Turkey and Hungary Continue to Block Sweden’s NATO Bid

Happy Friday! In preparation for the summer travel season, Heinz is releasing special limited-edition condiment packets unique to each of the 50 states.

We can’t confirm this is accurate, but we assume the Wisconsin sauce is just that yellow goop that comes with the nachos you order at a high school basketball game.
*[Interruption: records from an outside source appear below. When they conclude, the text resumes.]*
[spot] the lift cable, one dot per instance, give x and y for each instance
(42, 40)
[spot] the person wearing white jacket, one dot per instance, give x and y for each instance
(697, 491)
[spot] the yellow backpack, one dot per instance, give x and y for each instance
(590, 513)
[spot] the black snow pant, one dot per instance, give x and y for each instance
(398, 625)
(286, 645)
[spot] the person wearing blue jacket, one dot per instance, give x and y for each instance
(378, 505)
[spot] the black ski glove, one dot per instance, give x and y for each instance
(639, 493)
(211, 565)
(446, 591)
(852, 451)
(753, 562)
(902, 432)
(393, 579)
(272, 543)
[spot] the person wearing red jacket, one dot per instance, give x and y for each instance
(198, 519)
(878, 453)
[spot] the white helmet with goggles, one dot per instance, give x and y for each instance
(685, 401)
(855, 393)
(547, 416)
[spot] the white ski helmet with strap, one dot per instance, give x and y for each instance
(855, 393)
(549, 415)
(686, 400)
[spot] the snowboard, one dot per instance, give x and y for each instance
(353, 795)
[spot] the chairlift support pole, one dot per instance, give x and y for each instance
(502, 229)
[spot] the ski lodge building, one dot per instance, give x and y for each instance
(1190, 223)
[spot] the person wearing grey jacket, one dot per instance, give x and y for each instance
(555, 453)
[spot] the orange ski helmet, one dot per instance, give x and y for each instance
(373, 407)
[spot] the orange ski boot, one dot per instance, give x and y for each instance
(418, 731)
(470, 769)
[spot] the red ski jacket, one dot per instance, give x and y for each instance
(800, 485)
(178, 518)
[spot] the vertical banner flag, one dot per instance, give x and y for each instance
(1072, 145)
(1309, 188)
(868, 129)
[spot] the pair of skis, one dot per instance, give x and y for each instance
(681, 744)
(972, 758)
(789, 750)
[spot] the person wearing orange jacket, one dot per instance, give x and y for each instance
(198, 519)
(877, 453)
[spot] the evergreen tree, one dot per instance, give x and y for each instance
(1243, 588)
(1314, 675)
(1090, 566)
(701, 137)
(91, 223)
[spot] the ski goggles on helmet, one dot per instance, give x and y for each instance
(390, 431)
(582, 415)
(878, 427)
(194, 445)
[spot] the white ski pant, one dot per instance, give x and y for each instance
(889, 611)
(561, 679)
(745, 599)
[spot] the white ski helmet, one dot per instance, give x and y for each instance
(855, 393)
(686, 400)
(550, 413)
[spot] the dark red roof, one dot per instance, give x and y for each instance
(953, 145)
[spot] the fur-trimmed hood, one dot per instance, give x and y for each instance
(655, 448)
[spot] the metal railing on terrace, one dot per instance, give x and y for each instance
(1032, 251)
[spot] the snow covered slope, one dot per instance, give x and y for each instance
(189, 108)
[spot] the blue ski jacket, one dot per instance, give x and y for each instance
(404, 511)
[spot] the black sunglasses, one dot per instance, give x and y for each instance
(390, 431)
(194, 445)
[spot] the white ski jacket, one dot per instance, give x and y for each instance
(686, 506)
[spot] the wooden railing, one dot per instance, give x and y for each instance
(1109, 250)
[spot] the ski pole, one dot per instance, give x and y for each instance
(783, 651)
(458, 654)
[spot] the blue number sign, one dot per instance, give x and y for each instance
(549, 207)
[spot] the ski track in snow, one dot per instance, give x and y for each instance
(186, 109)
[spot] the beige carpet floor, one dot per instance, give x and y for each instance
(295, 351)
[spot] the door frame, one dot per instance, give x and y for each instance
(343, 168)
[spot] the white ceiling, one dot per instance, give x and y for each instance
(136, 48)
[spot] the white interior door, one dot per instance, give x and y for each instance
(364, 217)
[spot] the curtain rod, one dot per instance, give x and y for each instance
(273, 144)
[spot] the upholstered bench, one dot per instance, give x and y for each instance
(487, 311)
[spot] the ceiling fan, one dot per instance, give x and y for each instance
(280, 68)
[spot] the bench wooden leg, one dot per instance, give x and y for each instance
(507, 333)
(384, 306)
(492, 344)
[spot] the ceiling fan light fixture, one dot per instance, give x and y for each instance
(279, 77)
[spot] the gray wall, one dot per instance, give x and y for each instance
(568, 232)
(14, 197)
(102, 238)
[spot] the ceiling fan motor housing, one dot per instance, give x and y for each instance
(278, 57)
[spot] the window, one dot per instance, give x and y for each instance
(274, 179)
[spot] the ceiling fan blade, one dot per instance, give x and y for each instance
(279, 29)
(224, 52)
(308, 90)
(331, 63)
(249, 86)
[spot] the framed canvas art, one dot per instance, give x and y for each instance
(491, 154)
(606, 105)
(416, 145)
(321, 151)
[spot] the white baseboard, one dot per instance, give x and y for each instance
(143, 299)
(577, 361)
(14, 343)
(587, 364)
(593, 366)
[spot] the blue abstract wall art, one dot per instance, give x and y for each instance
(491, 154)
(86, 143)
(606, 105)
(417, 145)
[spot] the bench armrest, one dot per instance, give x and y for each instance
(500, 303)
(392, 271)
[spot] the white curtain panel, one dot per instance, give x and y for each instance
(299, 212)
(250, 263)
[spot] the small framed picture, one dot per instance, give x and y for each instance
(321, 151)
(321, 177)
Quick Hits: Today’s Top Stories

  • NATO Secretary General Jens Stoltenberg said Thursday Ukrainian pilots have begun training to operate F-16 fighter jets after the United States—which controls F-16 exports—signaled approval last month for transferring the planes to Ukraine. At a meeting of the Ukraine Defense Contact Group—a coalition of countries aiding Ukraine—U.S. military leaders acknowledged publicly for the first time that Ukraine’s counteroffensive is underway.
  • North Korea launched two short-range ballistic missiles into the Sea of Japan on Thursday in response to military drills conducted by South Korea and the U.S. over the last three weeks that a North Korean spokesperson called “provocative and irresponsible.” The launches are the first since North Korea’s failed spy satellite launch last month.
  • An overcrowded fishing boat carrying hundreds of migrants—estimates range from 500 to 750—sank 50 miles off the coast of Greece on Wednesday, leaving 78 confirmed dead and hundreds more missing. The vessel capsized and quickly sank to the bottom of the ocean after an engine reportedly malfunctioned—and survivors say as many as 100 children were traveling in the ship’s hold. Approximately 100 people have been rescued so far, but no new survivors have been found since Wednesday.
  • The Supreme Court ruled 7-2 yesterday—with Justices Clarence Thomas and Samuel Alito dissenting—to uphold provisions in the Indian Child Welfare Act of 1978 that require preferencing tribal families in adoptions of Native American children. The court affirmed Congress’ authority to set the terms of adoption—a power typically exercised by the states—but did not rule on the question of whether tribal preference violates the equal protection clause of the 14th Amendment.
  • Jack Teixeira, the Air National Guard member accused of leaking classified material on Discord, was indicted yesterday by a federal grand jury on six counts of illegally retaining and transmitting national defense information—up from the two charges he faced when he was first arrested in April. If convicted of all the allegations, Teixeira could face decades in prison.
  • Several State Department cables obtained through a Freedom of Information Act lawsuit by U.S. Right to Know, a public health transparency group, suggested that U.S. officials concluded the spread of COVID-19 could have been contained had China not acted to cover up the early outbreak. The cables—which are still heavily redacted—also suggest the People’s Liberation Army was involved with labs at the Wuhan Institute of Virology and that the Chinese Communist Party, rather than local officials, censored early information about the outbreak.
  • Days after alleging in a Senate floor speech that an FBI FD-1023 form included an assertion that a Ukrainian business executive had 15 recordings of phone calls with Hunter Biden and two with then-Vice President Joe Biden, Republican Sen. Chuck Grassley of Iowa told CNN he cannot confirm such tape recordings actually exist. “I don’t even know where they are,” Grassley said yesterday. “I just know they exist, because of what the report says. Now, maybe they don’t exist. But how will I know until the FBI tells us. Are they showing us their work?”
  • The Department of Justice has reportedly informed the PGA Tour of its intent to review the golf league’s proposed merger with Saudi-backed LIV Golf—potentially delaying the completion deal for more than a year or blocking it entirely. The news comes as reports have surfaced that Saudi Arabia’s Public Investment Fund is planning to compensate PGA Tour players who turned down large payouts to join LIV.
  • The Department of Labor reported Thursday that initial jobless claims—a proxy for layoffs—held constant week-over-week at a seasonally-adjusted 262,000 claims last week. The past two weeks of claims numbers are the highest since October 2021, a continued indicator that the labor market may be cooling.

Is Swed-In or Out? 

Turkish President Recep Tayyip Erdoğan (R) meets with Hungarian Prime Minister Viktor Orbán (L)  in March. (Photo by Emin Sansar/Anadolu Agency via Getty Images)
Turkish President Recep Tayyip Erdoğan (R) meets with Hungarian Prime Minister Viktor Orbán (L) in March. (Photo by Emin Sansar/Anadolu Agency via Getty Images)

If the TMD team can claim to be experts on anything, it’s working on a tight deadline. That’s why we feel for the diplomats frantically trying to get Sweden’s accession to NATO greenlit before the alliance’s annual conference in Lithuania on July 11.

In just a few weeks, NATO leaders will arrive in Vilnius for what they’d surely like to be a show of Western unity as Ukraine tries to beat back invading Russian forces. At the moment, though, the alliance is looking a little fractious, with recent developments suggesting its rogue members will not fall in line to admit Sweden to the group before the summit—despite mounting pressure from allies.